I've caught Huawei and Tencent IPs scraping the same image over and over again, with different query parameters. Sure, the image was only 260KiB and I don't use Amazon or GCP or Azure so it didn't cost me anything, but it still spammed my logs and caused a constant drain on my servers' resources.

The bots keep coming back too, ignoring HTTP status codes, permanent redirects, and what else I can think of to tell them to fuck off. Robots.txt obviously doesn't help. Filtering traffic from data centers didn't help either, because soon after I did that, residential IPs started doing the same thing. I don't know if this is a Chinese ISP abusing their IP ranges or if China just has a massive botnet problem, but either way the traditional ways to get rid of these bots hasn't helped.

In the end, I'm now blocking all of China and Singapore. That stops the endless flow of bullshit requests for now, though I see some familiar user agents appearing in other east Asian countries as well.

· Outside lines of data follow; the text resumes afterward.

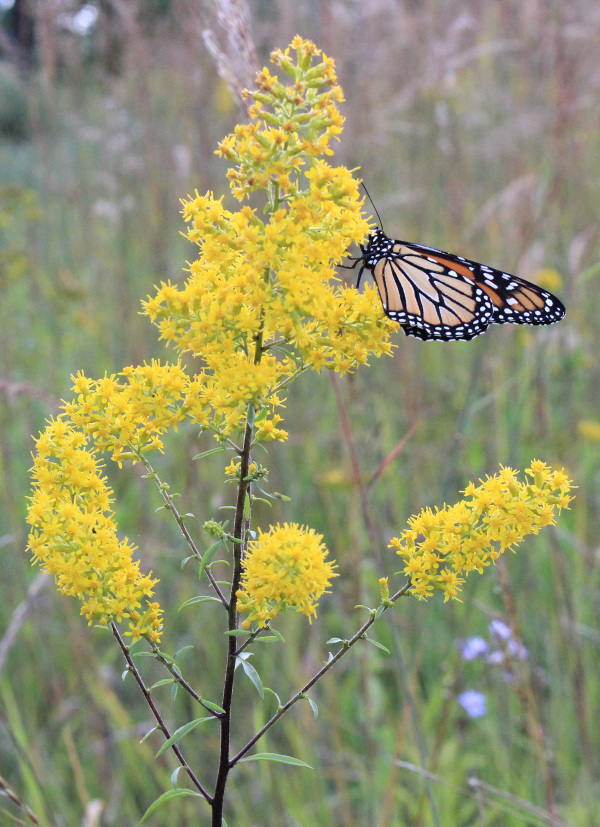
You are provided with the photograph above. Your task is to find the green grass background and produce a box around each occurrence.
[0,0,600,827]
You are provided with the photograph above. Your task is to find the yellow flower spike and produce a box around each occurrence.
[28,419,162,640]
[237,523,337,629]
[389,460,572,601]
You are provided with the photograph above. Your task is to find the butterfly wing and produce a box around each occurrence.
[398,239,566,325]
[369,241,495,342]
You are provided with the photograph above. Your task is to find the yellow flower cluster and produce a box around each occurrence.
[144,38,394,439]
[28,418,162,641]
[390,460,572,601]
[237,523,337,629]
[65,360,192,462]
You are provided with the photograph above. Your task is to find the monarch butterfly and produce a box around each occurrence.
[348,230,566,342]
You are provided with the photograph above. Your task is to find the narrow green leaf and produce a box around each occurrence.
[139,789,202,824]
[198,540,223,580]
[252,497,273,508]
[156,649,175,663]
[155,715,216,758]
[365,637,391,655]
[140,727,158,744]
[239,752,312,770]
[149,678,175,692]
[265,686,281,706]
[177,594,221,612]
[254,405,269,425]
[239,658,265,698]
[192,445,225,459]
[202,698,225,715]
[302,695,319,718]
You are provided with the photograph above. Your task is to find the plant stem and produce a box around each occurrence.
[110,623,213,804]
[230,580,412,768]
[212,322,264,827]
[152,644,223,718]
[130,444,229,609]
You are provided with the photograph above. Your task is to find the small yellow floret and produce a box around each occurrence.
[237,523,337,628]
[390,460,572,600]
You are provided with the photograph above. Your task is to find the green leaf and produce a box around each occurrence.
[156,649,175,663]
[252,497,273,508]
[238,752,312,770]
[149,678,175,692]
[155,715,216,758]
[192,445,225,459]
[177,594,221,612]
[198,540,223,580]
[265,686,281,706]
[139,789,202,824]
[202,698,225,715]
[300,695,319,718]
[140,727,158,744]
[365,637,391,655]
[238,658,265,698]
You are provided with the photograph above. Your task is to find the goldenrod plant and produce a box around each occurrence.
[29,37,570,827]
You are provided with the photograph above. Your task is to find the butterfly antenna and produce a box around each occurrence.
[360,181,383,232]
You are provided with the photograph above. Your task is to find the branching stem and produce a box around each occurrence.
[110,622,213,804]
[230,580,412,767]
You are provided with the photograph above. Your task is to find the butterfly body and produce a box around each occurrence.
[353,230,565,342]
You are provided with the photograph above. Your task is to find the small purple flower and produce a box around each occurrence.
[486,652,504,663]
[507,640,529,660]
[458,689,486,718]
[490,620,512,640]
[462,637,488,660]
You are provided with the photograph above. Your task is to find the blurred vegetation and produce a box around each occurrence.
[0,0,600,827]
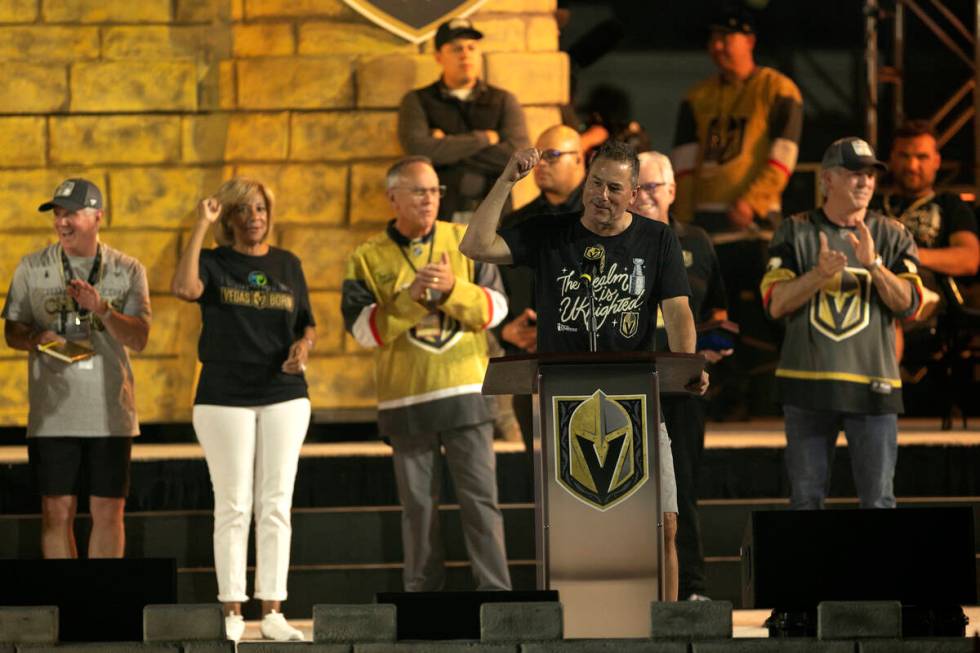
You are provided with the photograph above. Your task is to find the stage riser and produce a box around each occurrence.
[0,445,980,514]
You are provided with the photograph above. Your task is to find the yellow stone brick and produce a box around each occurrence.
[356,54,441,109]
[299,21,415,55]
[0,116,47,166]
[71,61,197,111]
[232,23,296,57]
[350,161,394,228]
[524,107,561,143]
[183,113,289,163]
[216,60,238,109]
[0,168,106,232]
[0,0,37,23]
[473,17,527,52]
[0,233,56,294]
[132,356,195,424]
[236,164,347,225]
[238,56,354,109]
[527,16,558,52]
[138,295,201,359]
[41,0,170,23]
[306,354,378,408]
[290,111,402,161]
[0,62,68,113]
[174,0,242,23]
[314,290,344,356]
[99,228,181,294]
[109,168,224,229]
[102,25,231,62]
[480,0,558,14]
[49,115,180,165]
[0,360,29,426]
[245,0,356,20]
[485,52,568,105]
[0,25,99,62]
[279,225,381,290]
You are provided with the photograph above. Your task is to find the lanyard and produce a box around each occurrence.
[58,245,102,329]
[398,225,436,272]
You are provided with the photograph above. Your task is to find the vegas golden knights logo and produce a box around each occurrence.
[619,311,640,338]
[810,268,871,342]
[554,390,649,511]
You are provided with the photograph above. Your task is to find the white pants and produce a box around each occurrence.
[194,399,310,603]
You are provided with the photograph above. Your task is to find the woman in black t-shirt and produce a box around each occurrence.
[172,178,316,641]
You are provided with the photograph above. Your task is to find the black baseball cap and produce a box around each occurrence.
[708,5,755,34]
[820,136,888,172]
[37,178,102,211]
[436,18,483,50]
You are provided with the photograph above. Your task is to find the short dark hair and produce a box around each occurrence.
[589,140,640,188]
[892,120,936,140]
[385,154,434,190]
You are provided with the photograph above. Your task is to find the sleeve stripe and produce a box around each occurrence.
[368,304,384,347]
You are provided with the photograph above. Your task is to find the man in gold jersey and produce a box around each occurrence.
[671,8,803,417]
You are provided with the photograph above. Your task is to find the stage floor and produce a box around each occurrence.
[242,606,980,643]
[0,418,980,464]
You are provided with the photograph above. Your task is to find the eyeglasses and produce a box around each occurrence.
[541,150,578,163]
[399,186,446,200]
[636,181,667,195]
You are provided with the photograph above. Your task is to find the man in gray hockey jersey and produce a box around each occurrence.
[761,138,922,510]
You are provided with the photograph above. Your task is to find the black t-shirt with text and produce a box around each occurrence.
[194,247,314,406]
[500,212,691,352]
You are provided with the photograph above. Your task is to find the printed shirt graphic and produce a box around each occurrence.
[198,247,315,367]
[760,209,922,414]
[500,213,691,352]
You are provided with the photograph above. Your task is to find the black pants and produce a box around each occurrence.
[661,396,705,600]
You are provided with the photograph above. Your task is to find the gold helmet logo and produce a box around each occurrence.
[810,268,871,342]
[555,390,648,511]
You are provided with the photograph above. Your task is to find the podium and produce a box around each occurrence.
[483,352,704,637]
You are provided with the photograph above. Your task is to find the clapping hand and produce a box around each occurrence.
[844,215,878,268]
[817,231,854,279]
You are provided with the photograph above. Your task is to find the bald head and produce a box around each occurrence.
[534,125,585,204]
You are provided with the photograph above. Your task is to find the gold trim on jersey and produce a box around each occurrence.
[776,367,902,389]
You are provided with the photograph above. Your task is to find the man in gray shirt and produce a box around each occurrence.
[2,179,150,558]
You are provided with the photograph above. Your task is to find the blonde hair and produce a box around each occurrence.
[214,177,275,246]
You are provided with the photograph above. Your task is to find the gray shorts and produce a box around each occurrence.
[658,422,677,512]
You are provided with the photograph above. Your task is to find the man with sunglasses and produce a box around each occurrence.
[398,18,529,224]
[3,178,150,558]
[494,125,585,446]
[341,156,510,592]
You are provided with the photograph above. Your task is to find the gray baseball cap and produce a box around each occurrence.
[37,178,102,211]
[820,136,888,172]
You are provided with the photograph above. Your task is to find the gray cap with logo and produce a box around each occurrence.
[37,178,102,211]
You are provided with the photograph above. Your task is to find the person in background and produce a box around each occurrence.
[171,178,316,641]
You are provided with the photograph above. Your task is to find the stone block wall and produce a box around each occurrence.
[0,0,568,425]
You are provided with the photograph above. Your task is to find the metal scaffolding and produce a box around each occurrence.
[864,0,980,193]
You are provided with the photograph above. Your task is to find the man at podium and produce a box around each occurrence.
[459,142,708,599]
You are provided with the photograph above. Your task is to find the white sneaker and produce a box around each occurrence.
[225,614,245,642]
[259,610,303,642]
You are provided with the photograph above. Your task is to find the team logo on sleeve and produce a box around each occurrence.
[810,267,871,342]
[553,390,649,511]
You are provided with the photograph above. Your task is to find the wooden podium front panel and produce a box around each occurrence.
[534,364,663,638]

So make sure the image is only available at one canonical URL with proper caching headers? No, obviously the only solution is to install crapware that worsens the experience for regular users.

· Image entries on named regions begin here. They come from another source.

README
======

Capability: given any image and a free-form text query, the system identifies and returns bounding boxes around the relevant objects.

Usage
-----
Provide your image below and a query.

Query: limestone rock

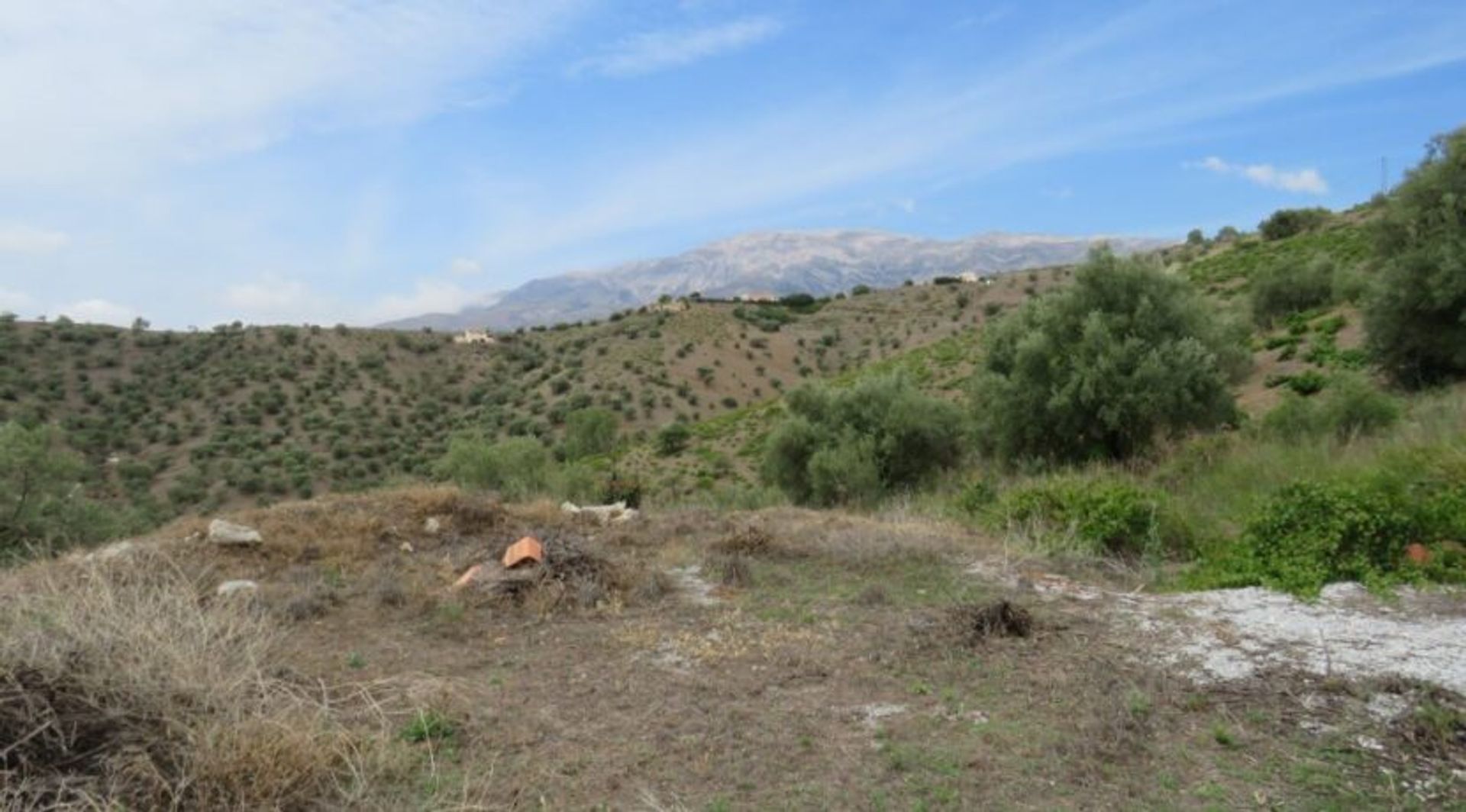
[208,519,264,545]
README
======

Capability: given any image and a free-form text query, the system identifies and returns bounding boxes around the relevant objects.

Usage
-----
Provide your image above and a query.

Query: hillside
[0,269,1063,516]
[0,218,1384,517]
[383,230,1165,330]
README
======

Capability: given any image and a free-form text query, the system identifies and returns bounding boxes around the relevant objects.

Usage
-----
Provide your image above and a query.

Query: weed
[397,710,457,745]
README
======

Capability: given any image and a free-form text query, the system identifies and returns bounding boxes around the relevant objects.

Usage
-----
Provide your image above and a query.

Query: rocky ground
[0,491,1466,809]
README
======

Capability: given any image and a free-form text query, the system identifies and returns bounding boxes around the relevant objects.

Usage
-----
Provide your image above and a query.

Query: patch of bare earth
[5,491,1461,809]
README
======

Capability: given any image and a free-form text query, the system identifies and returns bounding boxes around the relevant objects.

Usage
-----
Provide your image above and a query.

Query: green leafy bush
[1242,482,1419,595]
[1249,255,1337,325]
[435,433,554,498]
[762,375,962,504]
[560,408,620,460]
[0,422,142,559]
[657,420,692,457]
[1365,129,1466,387]
[993,476,1192,556]
[974,250,1249,462]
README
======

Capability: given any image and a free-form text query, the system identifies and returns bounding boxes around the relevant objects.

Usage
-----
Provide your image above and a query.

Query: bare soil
[82,491,1466,809]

Agreed. Website operators should have a hard look at why their unoptimized crap can't manage such low request rates before contributing to the enshittification of the web by deploying crapware like anubis or buttflare.


I've been blocking a few scrapers from my gitea service - not because it's overloaded, more just to see what happens. They're not getting good data from <repo>/commit/<every sha256 in the repo>/<every file path in the repo> anyway. If they actually wanted the data they could run "git clone".

I just checked, since someone was talking about scraping in IRC earlier. Facebook is sending me about 3 requests per second. I blocked their user-agent. Someone with a Googlebot user-agent is doing the same stupid scraping pattern, and I'm not blocking it. Someone else is sending a request every 5 seconds with

One thing that's interesting on the current web is that sites are expected to make themselves scrapeable. It's supposed to be my job to organize the site in such a way that scrapers don't try to scrape every combination of commit and file path.